Another measure approved Nov. 7 requires a city-wide vote before Boulder issues any debt to form a public power utility. Voters rejected another measure that would have allowed the Boulder city council to meet in private "executive sessions" to discuss legal issues related to municipalization.

The Colorado Public Utilities Commission on September 14 gave a go-ahead to Boulder to acquire PSCo assets within the city limits, except for substations. Boulder estimates that it could cost $110 million to separate from the Xcel Energy subsidiary.

The PUC directed Boulder to file three documents with the commission by December 13, including an agreement giving PSCo property rights needed to serve its customers after the city utility is formed. Boulder must also provide a list of PSCo’s assets it will seek to buy and an agreement on how Boulder will pay PSCo for work needed to form a municipal utility.  After the PUC ruling, Boulder and PSCo entered into talks to reach these agreements.

According to Boulder, initial conversations with PSCo have been “useful and productive.”

If Boulder forms a utility, it could buy electricity from PSCo as a bridge to getting 100 percent renewable power. The city could also enter into power purchase agreements with renewable resources and increase its supply of distributed generation.

Under current plans, Boulder’s municipal utility could start operating in early 2023, according to the city.

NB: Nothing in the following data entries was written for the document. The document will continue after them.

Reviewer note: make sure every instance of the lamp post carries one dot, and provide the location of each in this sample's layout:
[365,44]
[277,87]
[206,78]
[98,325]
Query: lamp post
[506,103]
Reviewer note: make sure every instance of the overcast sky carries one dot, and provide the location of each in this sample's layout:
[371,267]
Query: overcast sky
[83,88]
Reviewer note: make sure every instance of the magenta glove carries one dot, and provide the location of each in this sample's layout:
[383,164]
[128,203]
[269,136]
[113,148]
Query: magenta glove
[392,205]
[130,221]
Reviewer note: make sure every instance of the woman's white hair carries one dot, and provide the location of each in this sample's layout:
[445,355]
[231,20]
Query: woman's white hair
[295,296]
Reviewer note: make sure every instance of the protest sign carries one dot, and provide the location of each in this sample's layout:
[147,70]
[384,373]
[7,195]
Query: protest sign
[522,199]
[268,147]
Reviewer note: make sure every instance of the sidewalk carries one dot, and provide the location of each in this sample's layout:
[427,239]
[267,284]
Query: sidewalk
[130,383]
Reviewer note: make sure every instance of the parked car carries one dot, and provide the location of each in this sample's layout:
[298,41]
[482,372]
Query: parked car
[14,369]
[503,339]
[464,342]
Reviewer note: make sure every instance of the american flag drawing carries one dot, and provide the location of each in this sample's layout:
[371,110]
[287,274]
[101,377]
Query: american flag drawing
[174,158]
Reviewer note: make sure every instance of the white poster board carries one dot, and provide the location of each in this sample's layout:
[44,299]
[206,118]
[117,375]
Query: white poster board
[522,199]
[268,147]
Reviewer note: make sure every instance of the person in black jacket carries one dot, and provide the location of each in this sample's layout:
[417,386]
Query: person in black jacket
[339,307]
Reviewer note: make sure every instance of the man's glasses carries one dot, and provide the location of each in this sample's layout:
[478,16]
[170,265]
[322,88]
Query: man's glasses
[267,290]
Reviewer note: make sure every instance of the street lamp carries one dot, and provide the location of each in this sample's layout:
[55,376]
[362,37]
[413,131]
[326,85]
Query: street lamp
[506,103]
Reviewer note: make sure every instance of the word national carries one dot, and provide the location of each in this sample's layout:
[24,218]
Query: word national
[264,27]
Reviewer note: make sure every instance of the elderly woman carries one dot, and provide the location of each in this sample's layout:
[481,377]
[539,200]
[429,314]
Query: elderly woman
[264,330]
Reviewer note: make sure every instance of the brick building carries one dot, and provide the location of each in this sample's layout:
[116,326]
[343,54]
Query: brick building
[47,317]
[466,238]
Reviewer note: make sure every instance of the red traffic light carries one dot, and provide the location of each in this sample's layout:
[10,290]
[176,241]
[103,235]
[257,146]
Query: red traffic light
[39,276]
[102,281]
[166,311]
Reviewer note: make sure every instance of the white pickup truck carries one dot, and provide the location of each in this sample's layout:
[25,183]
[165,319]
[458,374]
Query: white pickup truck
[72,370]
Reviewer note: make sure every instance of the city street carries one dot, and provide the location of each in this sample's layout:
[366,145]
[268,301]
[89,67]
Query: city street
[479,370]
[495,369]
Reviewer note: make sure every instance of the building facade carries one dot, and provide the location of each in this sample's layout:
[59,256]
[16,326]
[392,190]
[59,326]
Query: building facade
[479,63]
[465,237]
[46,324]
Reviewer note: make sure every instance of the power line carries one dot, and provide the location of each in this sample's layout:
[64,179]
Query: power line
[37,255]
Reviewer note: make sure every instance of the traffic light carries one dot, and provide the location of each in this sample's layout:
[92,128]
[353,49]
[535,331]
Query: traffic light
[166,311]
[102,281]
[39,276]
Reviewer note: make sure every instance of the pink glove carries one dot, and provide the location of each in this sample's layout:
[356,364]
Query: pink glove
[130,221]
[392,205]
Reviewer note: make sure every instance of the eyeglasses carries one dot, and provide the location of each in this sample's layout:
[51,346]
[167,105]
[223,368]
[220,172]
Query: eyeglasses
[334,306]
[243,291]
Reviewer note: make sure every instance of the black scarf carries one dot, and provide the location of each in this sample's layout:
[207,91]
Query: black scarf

Meanwhile, Pueblo, Colorado, is exploring breaking away from Black Hills Energy to form a public power utility.

Pueblo’s city council on Sept. 25 unanimously approved a resolution to terminate its franchise with Black Hills in 2020 and form a public power utility, depending on the outcome of a planned due diligence study. Black Hills Energy is part of investor-owned Black Hills Corp.

Pueblo, with a population of about 110,000, approved its 20-year franchise with Black Hills in 2010. Colorado law allows Pueblo to buy or condemn Black Hills’ electric facilities in the city ten and 15 years after the franchise agreement’s effective date, according to a memo on the resolution prepared by the city.

Colorado has 29 public power utilities.